I understand that Gd in His infinite wisdom created this perfect world, and He likes it just as it is, but if we, the little minions who are along for the ride don’t have the lenses to see the truth behind all Gd’s wisdom then why bother putting us through the wringer?
Do we gain by suffering that cleanses if we don’t see the cleanliness that follows? Is that suffering not in vain?
The past week held many incredible celebratory events for me and my family, birthdays of two of our precious children, an anniversary, AND a great surprise party for my wife, that went off without a hitch. By all estimations, my own included, I am a very, very blessed man.
So, I ask you, why then the need for the “flip side” of the coin? I am not going to turn this into a kvetch piece – much as I think this would make for an interesting column unto itself – but suffice it to say, that there have been many micro-crisis to potentially have ruined the joy of the week.
If it were not for my constant – literally, ongoing – focus not to let the negativity interfere with the good, I could have easily lost all the goodness in the face of the negativity that threatened to invade.
I wonder, if in fact, that is the very point of the yang, the low, the other side of the coin. Perhaps it is a requisite part of good that it be blended with bad, or holiness with evil, or pleasure with pain by some Divine instruction, but perhaps the purpose is not to ruin the ying or the high, rather to accentuate them.
Perhaps the way to make joy truly joyous,the happiness complete, and the gratitude absolute is by relishing it, holding onto it, and most importantly, protecting it from the forces that threaten to drown it.
Meaning to say, as wonderful as a celebration is, it is, indeed, fleeting. I hate that. You bust your chops for many days, weeks, even months to setup and execute a successful event or celebration, then after a couple hours it is all over.

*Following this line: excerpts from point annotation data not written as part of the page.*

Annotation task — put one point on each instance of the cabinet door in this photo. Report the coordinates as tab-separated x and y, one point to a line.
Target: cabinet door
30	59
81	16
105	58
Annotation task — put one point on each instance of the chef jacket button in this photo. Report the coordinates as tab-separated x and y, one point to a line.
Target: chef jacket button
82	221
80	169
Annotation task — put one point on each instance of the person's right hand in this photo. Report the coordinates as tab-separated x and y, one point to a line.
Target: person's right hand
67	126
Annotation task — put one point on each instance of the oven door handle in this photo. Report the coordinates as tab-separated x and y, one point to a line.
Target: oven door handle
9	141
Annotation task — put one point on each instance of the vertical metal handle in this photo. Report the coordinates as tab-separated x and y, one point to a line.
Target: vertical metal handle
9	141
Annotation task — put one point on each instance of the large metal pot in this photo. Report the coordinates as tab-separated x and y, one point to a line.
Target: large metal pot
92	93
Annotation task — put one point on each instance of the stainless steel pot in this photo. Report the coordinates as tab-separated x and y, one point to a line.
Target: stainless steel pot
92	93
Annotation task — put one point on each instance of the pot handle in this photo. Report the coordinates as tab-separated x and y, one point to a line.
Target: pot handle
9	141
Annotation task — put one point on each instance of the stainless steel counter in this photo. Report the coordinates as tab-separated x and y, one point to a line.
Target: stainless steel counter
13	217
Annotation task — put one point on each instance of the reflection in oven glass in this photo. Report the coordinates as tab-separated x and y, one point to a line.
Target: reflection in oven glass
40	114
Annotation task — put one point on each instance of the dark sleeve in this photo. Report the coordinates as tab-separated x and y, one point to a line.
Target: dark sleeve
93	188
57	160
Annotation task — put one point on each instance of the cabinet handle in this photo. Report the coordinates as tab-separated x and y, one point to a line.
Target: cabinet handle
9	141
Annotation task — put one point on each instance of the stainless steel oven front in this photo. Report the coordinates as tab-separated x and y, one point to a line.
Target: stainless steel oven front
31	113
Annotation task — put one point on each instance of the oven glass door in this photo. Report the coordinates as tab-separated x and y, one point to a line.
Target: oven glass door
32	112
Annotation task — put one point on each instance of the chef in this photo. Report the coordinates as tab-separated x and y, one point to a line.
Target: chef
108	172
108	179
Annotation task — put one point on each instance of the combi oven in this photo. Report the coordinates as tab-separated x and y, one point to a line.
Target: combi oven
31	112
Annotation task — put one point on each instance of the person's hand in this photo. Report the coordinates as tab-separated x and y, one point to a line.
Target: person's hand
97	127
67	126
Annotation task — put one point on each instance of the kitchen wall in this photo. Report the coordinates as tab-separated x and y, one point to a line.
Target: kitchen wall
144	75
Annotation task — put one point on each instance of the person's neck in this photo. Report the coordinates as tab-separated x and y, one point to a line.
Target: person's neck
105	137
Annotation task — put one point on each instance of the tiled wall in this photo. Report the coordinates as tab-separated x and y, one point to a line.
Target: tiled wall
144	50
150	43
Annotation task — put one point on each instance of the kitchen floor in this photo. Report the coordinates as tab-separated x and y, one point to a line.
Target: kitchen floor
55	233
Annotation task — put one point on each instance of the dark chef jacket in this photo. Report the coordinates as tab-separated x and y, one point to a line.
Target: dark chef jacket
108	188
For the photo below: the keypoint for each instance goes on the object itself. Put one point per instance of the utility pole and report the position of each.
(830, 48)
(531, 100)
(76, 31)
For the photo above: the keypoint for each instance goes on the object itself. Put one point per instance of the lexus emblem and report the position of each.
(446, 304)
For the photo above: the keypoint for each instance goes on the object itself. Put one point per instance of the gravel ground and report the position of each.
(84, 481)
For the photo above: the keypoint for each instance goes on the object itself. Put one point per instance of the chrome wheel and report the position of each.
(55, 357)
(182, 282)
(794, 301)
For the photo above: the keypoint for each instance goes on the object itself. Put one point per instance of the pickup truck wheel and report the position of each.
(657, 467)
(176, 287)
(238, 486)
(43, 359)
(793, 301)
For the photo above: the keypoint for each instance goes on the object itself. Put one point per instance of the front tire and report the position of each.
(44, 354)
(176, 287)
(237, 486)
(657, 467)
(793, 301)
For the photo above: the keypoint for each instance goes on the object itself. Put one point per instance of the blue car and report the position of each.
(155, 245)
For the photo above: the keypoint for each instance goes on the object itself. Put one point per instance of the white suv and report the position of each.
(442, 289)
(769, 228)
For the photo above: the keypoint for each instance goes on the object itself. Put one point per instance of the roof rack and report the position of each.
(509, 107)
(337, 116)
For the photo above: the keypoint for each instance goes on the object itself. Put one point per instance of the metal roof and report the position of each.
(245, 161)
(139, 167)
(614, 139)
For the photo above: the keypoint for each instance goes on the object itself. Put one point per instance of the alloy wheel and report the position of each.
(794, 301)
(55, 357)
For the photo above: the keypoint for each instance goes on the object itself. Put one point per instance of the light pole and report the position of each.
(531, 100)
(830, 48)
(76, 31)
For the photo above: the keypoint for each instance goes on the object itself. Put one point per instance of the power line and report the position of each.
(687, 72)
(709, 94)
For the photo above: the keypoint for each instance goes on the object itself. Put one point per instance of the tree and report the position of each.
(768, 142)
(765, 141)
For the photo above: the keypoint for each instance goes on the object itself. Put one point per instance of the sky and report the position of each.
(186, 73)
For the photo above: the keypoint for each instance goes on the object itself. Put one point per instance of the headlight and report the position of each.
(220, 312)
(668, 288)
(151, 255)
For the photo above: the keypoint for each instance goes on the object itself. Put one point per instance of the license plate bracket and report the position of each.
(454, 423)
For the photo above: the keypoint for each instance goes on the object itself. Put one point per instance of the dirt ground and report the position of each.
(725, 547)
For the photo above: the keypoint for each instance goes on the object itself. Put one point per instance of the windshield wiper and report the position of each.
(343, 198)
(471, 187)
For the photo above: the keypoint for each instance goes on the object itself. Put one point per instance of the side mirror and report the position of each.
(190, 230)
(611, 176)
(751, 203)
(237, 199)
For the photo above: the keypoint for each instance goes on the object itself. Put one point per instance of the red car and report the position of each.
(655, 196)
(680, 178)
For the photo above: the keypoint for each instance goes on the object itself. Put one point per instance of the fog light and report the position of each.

How do you hold on to that joy, that happiness, that ecstasy? Well, nowadays we have pictures, and video, but those only help you relive the surface of the party. The exterior part of the celebration.
How to stay “online” with the experience, how does one live-stream in real time something that has already concluded?
I suggest that this doable as a result of the ubiquitous yang to every ying. The yang that threatens the ying, forces you to dig deep and find the inner ying and push the yang away. While that is painful, and can threaten to ruin the joy, it actually forces you to access the essence of the joy to not fall prey to the pain. It forces the goodness to be reignited and fuel the fight against the pain.
Is there another way? I am sure the big Boss upstairs can find another way. But until I am made aware of what that is, I want to look at life’s yangs as a means to a deeper and more continuous ying.